The multiplication algorithm Z3 is similar to one of the methods of decimal multiplication on the fingers. The method is based on repeated additions of a multiplier with individual digits of a multiplicand. At the beginning of the algorithm, the first operand is stored in a pair of registers <Af, Bf>, and the second operand is stored in a pair of registers <Ab, Bb>. The intermediate pair of registers <Aa, Ba> is reset to 0. Table 6 shows the micro-sequence executed by the Micro-Sequence Control Wheel to perform multiplication. The algorithm requires 16 cycles. Only bits from -14 to 0 are involved in multiplication. Exponents are added in the first cycle, and the result of the addition is cyclically stored in Part A of the Arithmetic unit. Mantissas are processed in Part B. The Ba register stores the intermediate result of the calculations.

The main multiplication cycle is as follows:
Ba:= Be / 2
Be: = Ba + Bb * (i-th bit of Bf)

For i = -14, .., 0. The intermediate result in Be shifts one digit to the right to execute the expression Ba: = Be / 2. This operation is performed on a shifter connected to the Fc switch.

The result of the mantissa multiplication is the number 1 <= r <4 (for operands within the specified limits). On the last cycle, the result is checked for the condition r> = 2. If the condition is satisfied, the result is shifted by one digit to the right, and the exponent is incriminated.

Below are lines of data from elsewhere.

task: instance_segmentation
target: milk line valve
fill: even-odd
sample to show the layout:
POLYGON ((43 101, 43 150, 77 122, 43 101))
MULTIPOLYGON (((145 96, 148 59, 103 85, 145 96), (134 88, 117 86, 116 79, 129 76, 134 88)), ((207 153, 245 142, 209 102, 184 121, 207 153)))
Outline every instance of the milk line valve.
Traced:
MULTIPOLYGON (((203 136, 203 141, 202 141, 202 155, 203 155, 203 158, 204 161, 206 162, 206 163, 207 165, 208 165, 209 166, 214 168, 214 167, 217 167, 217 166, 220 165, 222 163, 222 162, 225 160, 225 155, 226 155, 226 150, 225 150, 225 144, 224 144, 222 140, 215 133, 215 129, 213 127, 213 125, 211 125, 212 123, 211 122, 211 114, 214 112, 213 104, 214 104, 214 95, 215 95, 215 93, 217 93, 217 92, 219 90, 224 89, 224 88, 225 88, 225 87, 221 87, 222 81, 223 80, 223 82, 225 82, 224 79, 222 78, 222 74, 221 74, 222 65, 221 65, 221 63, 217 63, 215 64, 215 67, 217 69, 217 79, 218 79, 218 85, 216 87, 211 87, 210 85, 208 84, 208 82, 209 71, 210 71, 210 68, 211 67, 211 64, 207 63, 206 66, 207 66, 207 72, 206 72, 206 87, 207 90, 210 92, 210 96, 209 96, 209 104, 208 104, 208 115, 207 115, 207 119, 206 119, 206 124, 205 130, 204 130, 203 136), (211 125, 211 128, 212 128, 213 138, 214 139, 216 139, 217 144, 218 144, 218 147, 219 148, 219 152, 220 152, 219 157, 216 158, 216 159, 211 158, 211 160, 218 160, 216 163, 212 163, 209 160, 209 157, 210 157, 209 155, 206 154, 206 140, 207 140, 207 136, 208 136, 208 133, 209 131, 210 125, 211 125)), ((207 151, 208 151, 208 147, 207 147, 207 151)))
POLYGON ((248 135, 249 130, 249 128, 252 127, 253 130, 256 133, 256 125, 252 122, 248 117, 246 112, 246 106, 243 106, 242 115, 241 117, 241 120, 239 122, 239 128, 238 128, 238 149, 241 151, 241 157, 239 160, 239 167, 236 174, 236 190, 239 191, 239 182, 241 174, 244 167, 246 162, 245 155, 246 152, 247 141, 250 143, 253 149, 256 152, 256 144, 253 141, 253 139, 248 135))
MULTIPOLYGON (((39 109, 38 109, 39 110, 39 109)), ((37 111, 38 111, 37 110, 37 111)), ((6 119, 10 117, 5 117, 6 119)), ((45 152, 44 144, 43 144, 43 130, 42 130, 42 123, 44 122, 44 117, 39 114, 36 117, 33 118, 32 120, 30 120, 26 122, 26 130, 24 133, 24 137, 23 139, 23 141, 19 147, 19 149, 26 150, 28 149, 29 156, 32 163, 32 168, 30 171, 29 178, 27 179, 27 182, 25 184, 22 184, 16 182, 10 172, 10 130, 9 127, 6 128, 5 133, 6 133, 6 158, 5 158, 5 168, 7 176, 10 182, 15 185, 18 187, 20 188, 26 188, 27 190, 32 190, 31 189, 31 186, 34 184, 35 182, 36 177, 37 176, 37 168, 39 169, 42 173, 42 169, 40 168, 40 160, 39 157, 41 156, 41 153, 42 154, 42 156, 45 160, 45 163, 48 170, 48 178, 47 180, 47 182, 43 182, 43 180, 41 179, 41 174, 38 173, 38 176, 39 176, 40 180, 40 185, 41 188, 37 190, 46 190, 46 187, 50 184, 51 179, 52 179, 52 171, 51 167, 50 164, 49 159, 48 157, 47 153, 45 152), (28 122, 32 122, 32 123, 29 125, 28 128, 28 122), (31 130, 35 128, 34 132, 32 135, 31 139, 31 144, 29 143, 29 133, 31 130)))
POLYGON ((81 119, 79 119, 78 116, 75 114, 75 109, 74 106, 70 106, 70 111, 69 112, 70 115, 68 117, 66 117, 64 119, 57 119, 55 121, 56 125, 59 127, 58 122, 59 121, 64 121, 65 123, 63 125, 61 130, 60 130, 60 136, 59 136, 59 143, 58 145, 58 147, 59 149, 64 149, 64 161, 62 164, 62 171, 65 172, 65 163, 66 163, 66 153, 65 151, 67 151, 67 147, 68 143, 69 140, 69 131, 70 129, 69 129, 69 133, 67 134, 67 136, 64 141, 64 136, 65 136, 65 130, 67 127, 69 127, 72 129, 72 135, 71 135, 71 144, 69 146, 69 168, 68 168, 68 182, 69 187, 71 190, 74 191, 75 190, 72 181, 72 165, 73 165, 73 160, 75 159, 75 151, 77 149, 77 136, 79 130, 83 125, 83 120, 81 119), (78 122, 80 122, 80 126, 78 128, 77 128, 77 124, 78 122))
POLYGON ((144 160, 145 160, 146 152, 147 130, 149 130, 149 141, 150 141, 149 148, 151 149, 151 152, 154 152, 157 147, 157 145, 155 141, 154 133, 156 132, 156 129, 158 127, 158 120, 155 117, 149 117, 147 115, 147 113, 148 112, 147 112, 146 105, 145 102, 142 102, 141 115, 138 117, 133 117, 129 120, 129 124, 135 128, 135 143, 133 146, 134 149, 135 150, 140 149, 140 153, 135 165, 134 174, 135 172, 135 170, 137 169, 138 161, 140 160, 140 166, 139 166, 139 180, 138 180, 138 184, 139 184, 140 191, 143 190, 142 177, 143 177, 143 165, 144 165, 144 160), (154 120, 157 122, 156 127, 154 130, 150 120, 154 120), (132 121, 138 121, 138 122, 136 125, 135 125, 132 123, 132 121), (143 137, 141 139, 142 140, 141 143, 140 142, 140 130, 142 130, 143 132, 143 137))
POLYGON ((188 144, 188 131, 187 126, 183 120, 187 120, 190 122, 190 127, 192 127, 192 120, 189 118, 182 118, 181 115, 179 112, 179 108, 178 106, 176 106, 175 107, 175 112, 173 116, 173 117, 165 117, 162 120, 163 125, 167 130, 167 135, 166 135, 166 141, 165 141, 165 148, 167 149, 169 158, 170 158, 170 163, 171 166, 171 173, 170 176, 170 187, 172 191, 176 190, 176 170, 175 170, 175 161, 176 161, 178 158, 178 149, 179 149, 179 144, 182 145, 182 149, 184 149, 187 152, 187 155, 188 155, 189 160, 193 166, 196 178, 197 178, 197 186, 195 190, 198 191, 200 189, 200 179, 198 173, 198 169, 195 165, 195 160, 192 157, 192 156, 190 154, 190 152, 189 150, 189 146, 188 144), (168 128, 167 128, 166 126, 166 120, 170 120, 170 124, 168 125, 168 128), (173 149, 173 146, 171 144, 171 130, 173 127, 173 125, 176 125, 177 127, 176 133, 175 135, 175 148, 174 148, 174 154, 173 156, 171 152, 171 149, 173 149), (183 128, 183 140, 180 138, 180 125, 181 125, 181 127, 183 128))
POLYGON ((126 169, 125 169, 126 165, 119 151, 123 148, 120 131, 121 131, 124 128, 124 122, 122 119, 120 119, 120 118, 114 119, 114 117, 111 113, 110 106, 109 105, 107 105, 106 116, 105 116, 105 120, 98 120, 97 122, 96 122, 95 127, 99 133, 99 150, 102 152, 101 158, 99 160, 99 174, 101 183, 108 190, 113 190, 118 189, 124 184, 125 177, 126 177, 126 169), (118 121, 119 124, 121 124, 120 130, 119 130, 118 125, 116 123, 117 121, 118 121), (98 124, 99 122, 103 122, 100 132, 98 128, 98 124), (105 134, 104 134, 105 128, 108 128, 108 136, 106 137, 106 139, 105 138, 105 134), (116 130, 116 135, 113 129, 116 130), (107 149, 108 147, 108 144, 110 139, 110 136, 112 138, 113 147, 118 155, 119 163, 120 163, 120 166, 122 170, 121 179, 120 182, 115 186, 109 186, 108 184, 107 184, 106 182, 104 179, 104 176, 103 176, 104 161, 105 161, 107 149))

Table 6. Multiplication Algorithm Cycles

Cycle	Stage	Exhibitor	Mantissa
0	I, II, III
one	IV, V	Aa: = Af
one	I, II, III	Ae: = Aa + Ab	If (Bf [-14] = 1) then Be: = Ba + Bb else Be: = Ba
2	IV, V	Aa: = Ae, Af: = 0, Ab: = 0	Ba: = Be / 2
2	I, II, III	Ae: = Aa + Ab	If( Bf[-13]=1 ) then Be:=Ba+Bb else Be:=Ba
3	IV, V	Aa:=Ae	Ba:=Be/2
3	I, II, III	Ae:=Aa+Ab	If( Bf[-12]=1 ) then Be:=Ba+Bb else Be:=Ba
...	...	...	...
i	IV, V	Ae := Aa + Ab	Ba:=Be/2
i	I, II, III	Aa:=Ae	If( Bf[i-15]=1 ) then Be:=Ba+Bb else Be:=Ba
...	...	...	...
15	IV, V	Af:=Ae	Ba:=Be/2
15	I, II, III	if(Be>=2) then Ae:=Aa+1	If( Bf[0]=1 ) then Be:=Ba+Bb else Be:=Ba
sixteen	IV, V	Af:=Ae	If( Be >= 2 ) then Bf:=Be/2 else Bf:=Be Bb:=0

Division

The division algorithm is very similar to the multiplication algorithm, with the exception that instead of cyclic addition, cyclic subtraction is used. At the beginning of the algorithm, the dividend is stored in a pair of registers <Af, Bf>, and the divisor in a pair of registers <Ab, Bb>. The intermediate pair of registers <Aa, Ba> is reset to 0. Table 7 shows the micro-sequence performed by the Micro-Sequence Control Wheel. The algorithm requires 18 cycles.

The basic idea of the algorithm is very simple. The result exponent is obtained by subtracting the exponent of the dividend and the divisor. Now about mantissas: Let us need to calculate x / y for mantisses x and y. Sincewe deal with normalized numbers, then the first digit of the result is equal to one if x> = y, and zero if x <y. In the first case, we assign the result 1 to the first digit and calculate the remainder, which is x - y. The remainder is recursively divided by y. To do this, it shifts one digit to the left and the new effective bit is stored in the Bf register at position -1 (thus compensating for the effect of the shift). If the resulting bit is zero, then the remainder is simply x and the recursive division continues as in the first case.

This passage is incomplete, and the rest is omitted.